IPDsummary with multiple chemistries #57

Closed clarepacini closed 2 years ago

clarepacini commented 6 years ago

Hi, I am wondering if IPDsummary is able to take reads from different chemistries? The bam file header indicates the different binding kit and sequencing kit information for the read groups. Is this information checked for each read group or are the sequencing chemistries assumed to be the same for the full bam file?

Many thanks,

Clare

hisakatha commented 2 years ago

I would also like to get an answer from the developers.

I tested ipdSummary in SMRT Link v6.0.0.47841 and confirmed that predicted IPDs (modelPrediction in HDF5 files) were based on the majority of multiple chemistries. Therefore, calculated IPD ratios from the minority of the multiple chemistries seem to be biased, unless IPD ratios are calculated separately from shown predicted IPDs. If ipdSummary does not support multiple chemistries now, I would like to ask whether ipdSummary has never supported multiple chemistries until now, or once it supported and then dropped the function.

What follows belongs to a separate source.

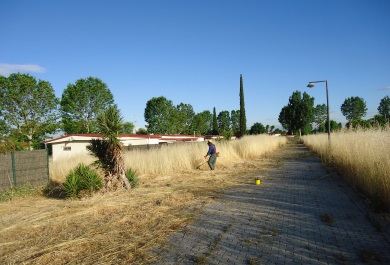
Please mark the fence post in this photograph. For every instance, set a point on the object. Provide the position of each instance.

Because some published papers seem to have used multiple chemistries for modification detection, I would like to know the past functionality.

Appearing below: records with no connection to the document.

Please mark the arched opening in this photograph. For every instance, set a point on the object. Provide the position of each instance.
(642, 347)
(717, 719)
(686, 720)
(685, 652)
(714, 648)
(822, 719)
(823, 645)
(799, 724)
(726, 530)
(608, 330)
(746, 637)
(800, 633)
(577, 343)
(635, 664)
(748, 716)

For your information, I have found a function https://github.com/PacificBiosciences/kineticsTools/blob/665546178ea9284ce7718f204ad2364afbe26514/kineticsTools/ReferenceUtils.py#L127-L131 but I do not know the detail of the entire flow.

rhallPB commented 2 years ago

Mixing chemistries has never been supported. In general chemistries are updated so infrequently that experiments rarely include data from mixed chemistries. Mixing chemistries in any secondary analysis, is not recommended.